Viele Blätter von meinem Efeu, welcher teilweise am Haus hoch wuchs, fallen braun und trocken ab. Besonders an der Ostseite des Hauses. Efeu ist die Symbolpflanze für ewiges Leben, für Beständigkeit und Ausdauer. Daher wird er auf vielen Friedhöfen und auch als Symbol in Steinplastiken, an Simsen und Säulen verwendet. Ich weiß, dass er nach einem Rückschnitt wieder ergrünen wird, aber traurig ist das jetzige Bild. Krokusse und Schneeglöckchen waren angefroren und leicht verkrüppelt. Einige Tulpen sind gar nicht mehr gewachsen, andere haben braune Spitzen und die Blüten sind stecken geblieben. Jetzt blühen die so genannten Botanischen Tulpen. Sie sind züchterisch kaum verändert. Daher sind sie robuster und erfreuen durch Beständigkeit. Dann sehen wir zu den Rosen. Da sieht es tatsächlich traurig aus. Je nach Standort und Sorte werden wir doch große Ausfälle haben. Bei einigen kann durch einen tiefen Rückschnitt noch kräftiger Austrieb erfolgen.

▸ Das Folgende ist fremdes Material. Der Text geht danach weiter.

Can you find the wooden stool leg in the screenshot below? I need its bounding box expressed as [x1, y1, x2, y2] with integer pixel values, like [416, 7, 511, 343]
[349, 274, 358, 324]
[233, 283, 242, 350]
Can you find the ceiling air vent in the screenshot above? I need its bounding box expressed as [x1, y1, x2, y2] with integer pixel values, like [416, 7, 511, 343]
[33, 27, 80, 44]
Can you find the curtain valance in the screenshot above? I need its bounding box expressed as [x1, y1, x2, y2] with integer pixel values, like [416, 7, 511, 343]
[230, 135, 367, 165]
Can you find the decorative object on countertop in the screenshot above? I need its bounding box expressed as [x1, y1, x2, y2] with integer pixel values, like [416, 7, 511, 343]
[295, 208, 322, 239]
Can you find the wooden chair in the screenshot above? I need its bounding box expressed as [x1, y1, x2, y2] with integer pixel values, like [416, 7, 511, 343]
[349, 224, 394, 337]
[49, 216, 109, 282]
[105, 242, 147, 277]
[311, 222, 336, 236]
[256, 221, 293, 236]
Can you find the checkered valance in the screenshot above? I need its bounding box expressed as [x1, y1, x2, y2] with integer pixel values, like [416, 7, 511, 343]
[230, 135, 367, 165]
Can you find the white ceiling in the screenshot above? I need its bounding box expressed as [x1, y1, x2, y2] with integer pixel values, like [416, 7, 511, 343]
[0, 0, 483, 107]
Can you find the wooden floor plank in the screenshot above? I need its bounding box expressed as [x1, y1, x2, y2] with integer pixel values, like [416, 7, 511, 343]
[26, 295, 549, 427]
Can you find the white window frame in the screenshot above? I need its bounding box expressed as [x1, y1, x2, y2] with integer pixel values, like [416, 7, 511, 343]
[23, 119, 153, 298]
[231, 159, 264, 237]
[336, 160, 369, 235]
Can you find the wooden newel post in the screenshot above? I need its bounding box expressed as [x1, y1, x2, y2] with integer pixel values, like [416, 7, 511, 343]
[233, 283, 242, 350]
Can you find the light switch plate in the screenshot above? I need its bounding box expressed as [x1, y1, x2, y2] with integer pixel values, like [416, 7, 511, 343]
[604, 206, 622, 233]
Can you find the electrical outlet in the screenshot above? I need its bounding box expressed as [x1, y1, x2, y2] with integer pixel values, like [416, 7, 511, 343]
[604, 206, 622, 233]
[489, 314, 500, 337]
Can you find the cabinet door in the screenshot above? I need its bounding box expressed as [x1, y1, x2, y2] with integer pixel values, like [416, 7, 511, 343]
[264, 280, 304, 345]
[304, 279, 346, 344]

Erstaunlich sind die Schäden auch anvielen Sträuchern zu sehen. Feuerdorn, Berberitzen, Schneeball und auch bei einigen Freilandazaleen. Wieder mal sind bei den Kirschlorbeer Büschen die Blätter und auch die oberen Triebe braun. Entweder auch hier ein starker Rückschnitt, oder man trennt sich von den Pflanzen. Traurig ist der Anblick von den Grün-Weiß-Blättrigen und den Grün-Gelb-Blättrigen Eonymus, den Einfassungs- und rankelnden Halbsträuchern. Diese sind auch auf dem Friedhof, wo sie teilweise als Ersatz für den bisher so robust-gesunden Buxus, welcher nun wegen massivem Befall von neuen Krankheiten total gerodet werden musste, verwendet worden. Eventuell treiben sie nach einem tiefem Rückschnitt wieder aus. Teilweise wurden auch besonders dekorative Staudengräser vom Frost nieder gemacht. Auch diese sind Züchtungen. Die Gräser die früher Karl Foerster als Neuheit in der Gartengestaltung anbot, waren bodenständig und naturbelassen.

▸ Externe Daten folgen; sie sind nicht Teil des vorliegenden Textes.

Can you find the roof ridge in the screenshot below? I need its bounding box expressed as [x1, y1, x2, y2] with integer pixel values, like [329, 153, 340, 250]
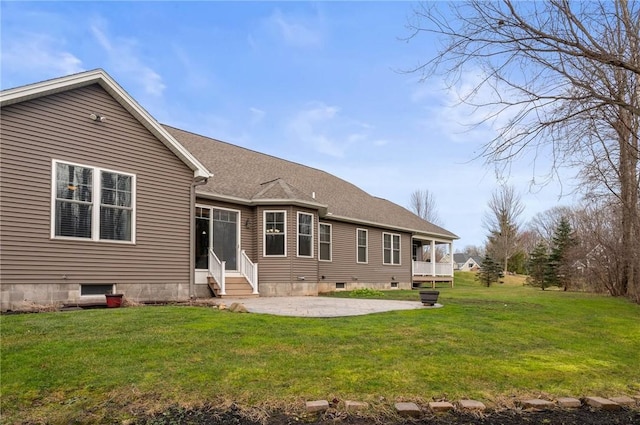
[160, 123, 350, 183]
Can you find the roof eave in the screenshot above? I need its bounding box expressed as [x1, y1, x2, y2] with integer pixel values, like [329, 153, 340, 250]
[322, 213, 460, 242]
[196, 191, 328, 216]
[0, 69, 213, 179]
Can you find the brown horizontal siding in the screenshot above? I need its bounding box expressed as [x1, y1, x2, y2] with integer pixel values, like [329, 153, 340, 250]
[0, 85, 193, 284]
[319, 220, 411, 283]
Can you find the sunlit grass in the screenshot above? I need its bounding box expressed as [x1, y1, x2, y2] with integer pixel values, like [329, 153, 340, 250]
[0, 274, 640, 423]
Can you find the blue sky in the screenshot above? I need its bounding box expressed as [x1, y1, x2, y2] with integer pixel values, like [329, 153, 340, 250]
[0, 2, 580, 249]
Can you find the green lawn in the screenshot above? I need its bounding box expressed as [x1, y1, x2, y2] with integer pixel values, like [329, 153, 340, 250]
[0, 273, 640, 423]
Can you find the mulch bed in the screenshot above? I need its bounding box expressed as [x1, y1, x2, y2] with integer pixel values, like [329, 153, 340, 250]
[136, 407, 640, 425]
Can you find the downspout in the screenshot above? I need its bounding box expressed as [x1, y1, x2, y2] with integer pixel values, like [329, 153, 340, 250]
[189, 177, 209, 299]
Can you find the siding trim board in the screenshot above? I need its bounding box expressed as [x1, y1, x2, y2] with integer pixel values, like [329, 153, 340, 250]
[0, 69, 212, 178]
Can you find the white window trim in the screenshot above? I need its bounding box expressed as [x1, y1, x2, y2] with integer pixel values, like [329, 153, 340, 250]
[262, 210, 288, 258]
[50, 159, 138, 245]
[79, 284, 118, 299]
[356, 228, 369, 264]
[382, 232, 402, 266]
[318, 223, 333, 263]
[296, 211, 314, 258]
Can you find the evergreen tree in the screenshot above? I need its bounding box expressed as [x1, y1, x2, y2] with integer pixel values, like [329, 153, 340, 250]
[547, 217, 576, 291]
[527, 241, 549, 291]
[476, 255, 504, 287]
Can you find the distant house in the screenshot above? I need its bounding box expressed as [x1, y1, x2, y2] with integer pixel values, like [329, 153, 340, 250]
[0, 70, 457, 310]
[440, 253, 482, 271]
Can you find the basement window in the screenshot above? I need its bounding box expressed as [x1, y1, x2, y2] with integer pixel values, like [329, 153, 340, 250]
[80, 283, 115, 297]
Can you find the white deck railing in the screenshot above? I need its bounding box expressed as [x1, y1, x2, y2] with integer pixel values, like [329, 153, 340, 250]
[209, 248, 227, 295]
[413, 261, 453, 276]
[240, 249, 258, 294]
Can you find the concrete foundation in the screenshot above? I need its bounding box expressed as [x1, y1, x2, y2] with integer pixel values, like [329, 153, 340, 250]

Selbst die "Zweijährigen", lang vertraute Pflanzen in unseren Gärten, die sich jedes Jahr selbst versamen, um dann im nächsten Jahr erst zu blühen, hat´s eiskalt erwischt. Davon betroffen sind zum Beispiel Goldlack, Lichtnelken, Bartnelken und auch die Silbertaler, oder Mondtaler genannten. Sie blühten im April hübsch violett und im Herbst leuchtete der Samenstand mit den Talern silbrig. Besonders traurig sind die Totalverluste bei den gesamten Heleborus Arten, den Christrosen. Alle, von Stinkwurz, über die weiße, im Spätherbst überreich angebotenen Christrosen, bis hin zu den größeren und farbigen Lenzrosen, sind beinahe alle erfroren. Eventuell haben sich einige wenige, welche einen ganz besonders geschützten Standort hatten und mit Laub und Kieferngeäst abgedeckt waren, gehalten.

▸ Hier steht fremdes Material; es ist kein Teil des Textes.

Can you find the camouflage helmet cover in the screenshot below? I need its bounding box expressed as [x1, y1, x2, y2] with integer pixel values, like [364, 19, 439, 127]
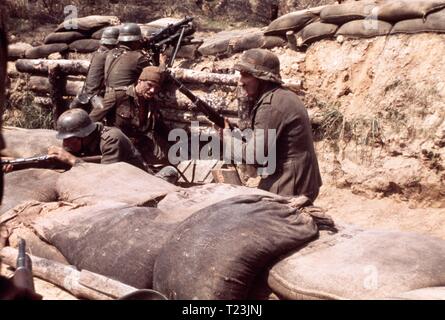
[100, 27, 119, 45]
[234, 49, 283, 84]
[56, 108, 96, 139]
[118, 23, 142, 42]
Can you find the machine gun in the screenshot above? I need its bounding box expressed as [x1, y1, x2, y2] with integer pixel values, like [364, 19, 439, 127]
[12, 239, 42, 300]
[167, 72, 236, 130]
[144, 17, 195, 65]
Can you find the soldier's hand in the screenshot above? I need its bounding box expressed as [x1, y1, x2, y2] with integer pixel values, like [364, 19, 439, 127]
[48, 146, 77, 166]
[2, 157, 14, 173]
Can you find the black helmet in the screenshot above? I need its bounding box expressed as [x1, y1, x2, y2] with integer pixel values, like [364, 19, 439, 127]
[100, 27, 119, 45]
[234, 49, 283, 83]
[56, 109, 96, 139]
[118, 23, 142, 42]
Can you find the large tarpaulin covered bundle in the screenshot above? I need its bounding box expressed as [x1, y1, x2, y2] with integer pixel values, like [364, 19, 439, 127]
[57, 162, 180, 206]
[1, 127, 62, 158]
[153, 195, 318, 300]
[268, 226, 445, 299]
[0, 169, 60, 215]
[33, 201, 178, 288]
[156, 183, 281, 223]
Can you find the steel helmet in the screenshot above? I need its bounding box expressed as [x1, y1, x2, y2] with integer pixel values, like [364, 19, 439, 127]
[234, 49, 283, 84]
[56, 108, 96, 139]
[118, 23, 142, 42]
[100, 27, 119, 45]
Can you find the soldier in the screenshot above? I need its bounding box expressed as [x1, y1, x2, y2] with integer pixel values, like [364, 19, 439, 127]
[0, 8, 8, 203]
[70, 27, 119, 112]
[90, 23, 151, 125]
[48, 109, 146, 170]
[114, 66, 170, 165]
[227, 49, 322, 202]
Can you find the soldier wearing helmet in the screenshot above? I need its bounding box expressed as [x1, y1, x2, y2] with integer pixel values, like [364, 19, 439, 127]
[70, 27, 119, 112]
[234, 49, 322, 201]
[109, 66, 170, 165]
[48, 108, 146, 170]
[90, 23, 152, 125]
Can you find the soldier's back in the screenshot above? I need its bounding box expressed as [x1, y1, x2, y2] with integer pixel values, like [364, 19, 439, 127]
[105, 46, 151, 88]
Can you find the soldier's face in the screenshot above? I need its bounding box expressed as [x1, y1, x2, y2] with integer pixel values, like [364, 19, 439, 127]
[136, 81, 160, 100]
[239, 72, 260, 98]
[63, 137, 82, 153]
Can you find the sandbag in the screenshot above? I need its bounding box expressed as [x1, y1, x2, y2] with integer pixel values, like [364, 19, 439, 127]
[25, 43, 68, 59]
[389, 287, 445, 300]
[57, 162, 180, 206]
[264, 6, 324, 36]
[261, 36, 287, 49]
[69, 39, 100, 53]
[55, 16, 120, 32]
[91, 27, 107, 40]
[198, 28, 283, 56]
[8, 42, 32, 61]
[198, 28, 261, 56]
[335, 20, 392, 38]
[268, 226, 445, 299]
[391, 9, 445, 34]
[153, 195, 318, 300]
[0, 127, 62, 158]
[320, 0, 377, 25]
[33, 202, 175, 288]
[377, 0, 445, 22]
[0, 169, 60, 215]
[156, 183, 281, 223]
[297, 22, 338, 46]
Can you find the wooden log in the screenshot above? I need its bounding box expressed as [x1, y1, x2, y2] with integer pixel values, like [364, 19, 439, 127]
[28, 76, 83, 96]
[0, 247, 137, 300]
[16, 59, 302, 91]
[212, 168, 243, 186]
[48, 64, 68, 123]
[15, 59, 90, 75]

Aber, sowie die Sonne die Luft und die Erde etwas erwärmte, wurden uns überall die bunten Frühlingspflanzen angeboten. Primeln mit extrem großen Blüten in Gelb, Rot und Blau. Stiefmütterchen, Osterglocken, Hyazinthen, Tulpen und dann bald auch die ersten Polsterstauden. Dazu noch das reiche Angebot von allen Ziergehölzen, die man nun, an die eventuell leeren Stellen pflanzen kann. Ich habe viele Frühlingsblümchen im Garten verteilt und freue mich an ihrem Blühen. Auf, auf in den Garten, es ist viel zu tun! Einiges kann ersetzt werden und andere Pflanzen werden wieder ergrünen. Vielleicht wird bei der Gelegenheit etwas im Garten umgestaltet. Karl Foerster sagte: Ein Garten ist nie fertig. Wer das glaubt, der irrt sich!